賭博行為をなぜ許す、黒川問題 |
とにかく、この世はどうなってしまったか、と唖然とする事件が今回の黒川検事長の賭けマージャンである。この賭博行為は国家公務員でなくもすべての国民に対しては違反行為と刑法上はうたっている。にもかかわらず、本人の辞任を受け、その後、訓告か戒告といったまことに驚きの処分が伝えられた。民放テレビもこの問題を専門家を交え公開しているが、違法行為だとはっきりと明言するものは少なく、コロナウイルス警戒宣言自粛中の責任へとすり替え、紛らわす始末。
明らかに賭けマージャンは賭博行為で刑法上禁止されている、金銭の大小という判断は身勝手な言い訳に過ぎない。検事長という身分がどうとか関係なし、賭博は誰人がやってもいけない刑法上の罰である。
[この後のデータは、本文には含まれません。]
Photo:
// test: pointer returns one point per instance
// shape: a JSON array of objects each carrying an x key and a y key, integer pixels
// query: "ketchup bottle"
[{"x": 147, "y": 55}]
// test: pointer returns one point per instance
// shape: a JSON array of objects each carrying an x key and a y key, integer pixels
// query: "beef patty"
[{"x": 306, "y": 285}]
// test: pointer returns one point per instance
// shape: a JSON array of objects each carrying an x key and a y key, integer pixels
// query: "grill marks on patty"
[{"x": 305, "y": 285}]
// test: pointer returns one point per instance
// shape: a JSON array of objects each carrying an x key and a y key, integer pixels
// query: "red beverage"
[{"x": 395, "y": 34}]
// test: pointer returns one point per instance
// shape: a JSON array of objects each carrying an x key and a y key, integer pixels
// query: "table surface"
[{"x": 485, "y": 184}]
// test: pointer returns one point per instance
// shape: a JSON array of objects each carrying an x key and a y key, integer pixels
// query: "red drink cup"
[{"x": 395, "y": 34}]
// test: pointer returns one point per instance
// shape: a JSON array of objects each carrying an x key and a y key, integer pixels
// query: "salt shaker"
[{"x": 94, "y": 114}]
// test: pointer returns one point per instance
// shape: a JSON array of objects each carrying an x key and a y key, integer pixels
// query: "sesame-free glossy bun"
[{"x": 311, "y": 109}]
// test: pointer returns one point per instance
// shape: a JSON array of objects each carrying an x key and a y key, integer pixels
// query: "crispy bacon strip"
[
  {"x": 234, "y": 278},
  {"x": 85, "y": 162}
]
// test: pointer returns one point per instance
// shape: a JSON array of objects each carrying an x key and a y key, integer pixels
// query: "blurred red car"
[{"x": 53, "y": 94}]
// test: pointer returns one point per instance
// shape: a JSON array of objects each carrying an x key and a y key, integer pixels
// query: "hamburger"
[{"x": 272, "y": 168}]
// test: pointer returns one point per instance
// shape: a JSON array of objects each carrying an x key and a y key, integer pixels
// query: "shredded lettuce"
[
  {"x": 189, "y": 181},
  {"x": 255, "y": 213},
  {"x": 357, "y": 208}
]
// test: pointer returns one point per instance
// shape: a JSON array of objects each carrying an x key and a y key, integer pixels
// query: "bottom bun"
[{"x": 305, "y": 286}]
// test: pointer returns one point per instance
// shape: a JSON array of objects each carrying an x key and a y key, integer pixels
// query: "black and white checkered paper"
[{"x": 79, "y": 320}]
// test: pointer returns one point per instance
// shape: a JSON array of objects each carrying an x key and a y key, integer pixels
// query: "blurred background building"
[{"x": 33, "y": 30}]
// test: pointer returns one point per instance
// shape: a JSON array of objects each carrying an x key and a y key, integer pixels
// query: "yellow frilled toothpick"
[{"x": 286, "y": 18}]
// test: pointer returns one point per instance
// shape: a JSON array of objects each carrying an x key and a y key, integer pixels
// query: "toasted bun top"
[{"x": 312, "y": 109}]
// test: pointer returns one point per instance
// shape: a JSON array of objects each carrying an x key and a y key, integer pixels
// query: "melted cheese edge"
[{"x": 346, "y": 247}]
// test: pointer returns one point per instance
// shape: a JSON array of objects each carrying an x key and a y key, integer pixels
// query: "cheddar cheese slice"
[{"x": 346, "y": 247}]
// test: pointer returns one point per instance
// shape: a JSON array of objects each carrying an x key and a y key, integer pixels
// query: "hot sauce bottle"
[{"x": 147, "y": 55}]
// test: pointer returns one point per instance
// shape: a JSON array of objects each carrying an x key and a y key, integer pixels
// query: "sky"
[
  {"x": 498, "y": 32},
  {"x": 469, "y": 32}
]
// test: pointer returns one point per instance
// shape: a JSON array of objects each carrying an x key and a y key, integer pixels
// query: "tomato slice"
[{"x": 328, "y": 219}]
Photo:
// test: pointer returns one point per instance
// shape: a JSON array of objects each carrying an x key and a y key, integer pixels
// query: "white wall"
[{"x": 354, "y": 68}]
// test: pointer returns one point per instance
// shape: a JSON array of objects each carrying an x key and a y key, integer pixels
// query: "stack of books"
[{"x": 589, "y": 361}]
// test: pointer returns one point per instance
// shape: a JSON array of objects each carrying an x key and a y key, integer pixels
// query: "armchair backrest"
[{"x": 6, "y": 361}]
一部にせよ賭博を容認するようなカジノ誘致を推進してきた安倍内閣のその裏で、こうした賭博に対する罪意識の薄さが引き起きした事件である。何れにせよ悪い世の中になったものだ。黒川問題は、訓告や戒告ではない懲戒免職と刑法上の罰金刑が当たり前である。
さらに事ここに及んでは、安倍総理の責任は重大である。なぜならばカジノ誘致を経済対策の一環として認め、各所で推進を進めてきた発言が、こうした賭けマージャンに対する意識も、カジノ賭博の規模に比べれば小さい小さいと傘の下に隠れてしまったからだ。まさに悪しき政治は、悪を取り締まるべき人間をも悪に変えてしまうほどの威力があるというものだ。
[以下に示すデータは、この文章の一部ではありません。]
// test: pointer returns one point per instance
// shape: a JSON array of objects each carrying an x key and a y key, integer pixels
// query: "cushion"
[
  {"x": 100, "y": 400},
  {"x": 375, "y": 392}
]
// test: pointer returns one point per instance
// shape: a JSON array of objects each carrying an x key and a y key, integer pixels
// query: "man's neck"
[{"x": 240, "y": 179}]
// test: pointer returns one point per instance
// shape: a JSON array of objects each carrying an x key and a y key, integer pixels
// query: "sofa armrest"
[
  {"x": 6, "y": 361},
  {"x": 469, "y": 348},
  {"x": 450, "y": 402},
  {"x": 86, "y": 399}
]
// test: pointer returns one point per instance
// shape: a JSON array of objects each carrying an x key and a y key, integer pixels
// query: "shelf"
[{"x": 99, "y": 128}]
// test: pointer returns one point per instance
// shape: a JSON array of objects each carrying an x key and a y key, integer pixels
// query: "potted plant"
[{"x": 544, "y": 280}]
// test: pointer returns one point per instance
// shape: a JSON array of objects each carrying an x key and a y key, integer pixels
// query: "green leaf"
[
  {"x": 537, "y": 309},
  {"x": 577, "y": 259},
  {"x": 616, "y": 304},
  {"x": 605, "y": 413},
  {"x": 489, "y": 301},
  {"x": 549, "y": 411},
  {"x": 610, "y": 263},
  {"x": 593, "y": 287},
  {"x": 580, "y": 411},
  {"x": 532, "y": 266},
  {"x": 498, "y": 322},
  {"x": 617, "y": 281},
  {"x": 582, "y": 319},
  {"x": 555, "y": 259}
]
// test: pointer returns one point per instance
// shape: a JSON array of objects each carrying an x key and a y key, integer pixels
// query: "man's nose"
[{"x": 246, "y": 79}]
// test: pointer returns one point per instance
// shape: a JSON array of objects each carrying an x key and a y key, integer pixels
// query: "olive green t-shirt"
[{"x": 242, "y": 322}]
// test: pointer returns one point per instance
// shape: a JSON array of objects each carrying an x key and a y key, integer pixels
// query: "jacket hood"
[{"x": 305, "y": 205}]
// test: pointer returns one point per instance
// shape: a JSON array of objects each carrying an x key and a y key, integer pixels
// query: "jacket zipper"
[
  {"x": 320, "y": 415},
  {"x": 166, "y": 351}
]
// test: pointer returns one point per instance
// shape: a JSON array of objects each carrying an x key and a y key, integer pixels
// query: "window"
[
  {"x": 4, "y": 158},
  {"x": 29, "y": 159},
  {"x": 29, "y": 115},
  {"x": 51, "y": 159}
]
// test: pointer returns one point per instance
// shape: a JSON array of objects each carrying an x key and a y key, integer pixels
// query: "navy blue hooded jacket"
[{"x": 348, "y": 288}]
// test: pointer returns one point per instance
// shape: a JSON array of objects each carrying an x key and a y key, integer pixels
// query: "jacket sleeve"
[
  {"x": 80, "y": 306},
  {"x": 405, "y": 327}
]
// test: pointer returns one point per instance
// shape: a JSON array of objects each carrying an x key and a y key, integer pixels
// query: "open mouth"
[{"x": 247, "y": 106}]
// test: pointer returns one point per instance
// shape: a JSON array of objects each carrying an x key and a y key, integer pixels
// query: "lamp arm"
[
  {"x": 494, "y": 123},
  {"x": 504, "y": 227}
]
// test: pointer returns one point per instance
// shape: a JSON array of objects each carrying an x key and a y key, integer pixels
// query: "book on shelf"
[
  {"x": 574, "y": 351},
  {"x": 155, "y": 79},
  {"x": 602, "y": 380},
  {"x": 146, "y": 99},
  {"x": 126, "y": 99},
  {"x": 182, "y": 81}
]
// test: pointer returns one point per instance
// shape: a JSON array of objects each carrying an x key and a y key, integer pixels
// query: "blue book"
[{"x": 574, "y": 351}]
黒川問題の陰に隠れてしまったが、賭けマジャンの仲間、取材記者とは何者か、検事長から賭けを言い出したのか記者側からか、いづれにせよ取材記者というのも、昨年の朝日テレビの取材記者同様、質の落ちたものだと、マスコミ関係者の猛省を求めたい。取材の自由は行為の自由ではあるまい。自由の掛け違いが黒川氏を陥れたのか定かではないが、取材という行為をテレビ等々で知る限り、ともすれば刑事か検察官と見間違える大柄な聞き取り調査もある。同じ穴の貉という言葉は何を意味する。検事も記者も同じ穴の貉か、改めて問いかける。